Regular mivision columnist, Barry Lanesman from Investec’s Banking business, has played a key role in the development of specialist finance products for the ophthalmology and optometry professions. He has worked in medical finance for more than 20 years – and also happens to be a registered dentist.
He says there are common financial themes across the medical profession.
“The cost of purchasing expensive equipment may be a deterrent however the equipment should be looked as an asset rather than a liability. It gives you the ability to improve the quality of treatment you give to your patients,” Mr. Lanesman said.
“Understanding that there are options available for you to fund this purchase and choosing the appropriate financing method to suit your circumstance may enable you to maximise your financial return and leverage savings through various channels.
He said to make informed decisions, healthcare professionals should seek specialised advice from a finance professional with experience in healthcare.

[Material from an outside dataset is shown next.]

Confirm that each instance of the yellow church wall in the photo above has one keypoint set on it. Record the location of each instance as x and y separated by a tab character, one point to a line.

“Generally… medical professionals have a lower risk profile than a standard borrower… This should be taken into account when assessing their needs, however, many banks do not agree. This is where doctors and other medical professionals can benefit by dealing with lenders that have a stronger understanding of their profession,” he said.
Despite the fact that a dental practice is not a retail environment, like optometrists, dentists realise the importance of offering professional waiting and consulting rooms with a pleasant atmosphere – and a complete absence of 10-year-old magazines.
But Mr. Middleton says one of the most important aspects of a successful dental practice is good front office staff.
He said in most successful dental practices, there will be a small number of people waiting because of a fairly strict (but not inflexible) appointment system.
“People like to be recognised. They like to be spoken to on a professional level and for you to be accommodating with appointments,” he said.
This is a point made by Mrs. Raspanti – that proactive dental office manager we spoke of earlier. She believes much of the rapport between a dental practice and patient is built by the front office – after all, there’s not much opportunity for two-way conversation when a dentist has his or her hands in a patient’s mouth for much of the appointment.
She says it is crucial for front office staff to be able to be informed enough to be able to explain things to patients “in layman’s terms”.
“People are familiar with me. They feel comfortable. He (the dentist she works for) is an excellent dentist and his patients trust him, but people also say they come here because they know I’ll look after them as well.”
Dr. Alexander, National President of the Australian Dental Association, said her patients were deliberately “mollycoddled”.
“It is all part of the package. It is very important that the ‘caring’ starts from the moment the patient first has contact with the practice,” she said. The caring experience continued right the way through the consultation and through to billing and accounts, she said.
But another important aspect was education of the importance of oral health. She said if patients stopped treatment, and didn’t respond to the usual follow-ups, she would write to them, explaining the complications that could arise by not completing a course of treatment.
Not Always Greener
But while it can be interesting to look across the fence to see how green the grass is, there are cautionary tales as well.
“There is a lot we can learn from dentists and other professions for that matter… (but) what I have seen in other areas of health care has (also) given me ideas about what NOT to do,” Dr. Kokkinakis explains.
“Look at Radiology and Pathology, for instance. The impersonal nature of these subspecialties has created huge opportunities for corporates. They have basically been overwhelmed by corporate takeovers.
“For me, optometry allows me to communicate and build rapport with my patients. Ultimately, it comes down to good relationships.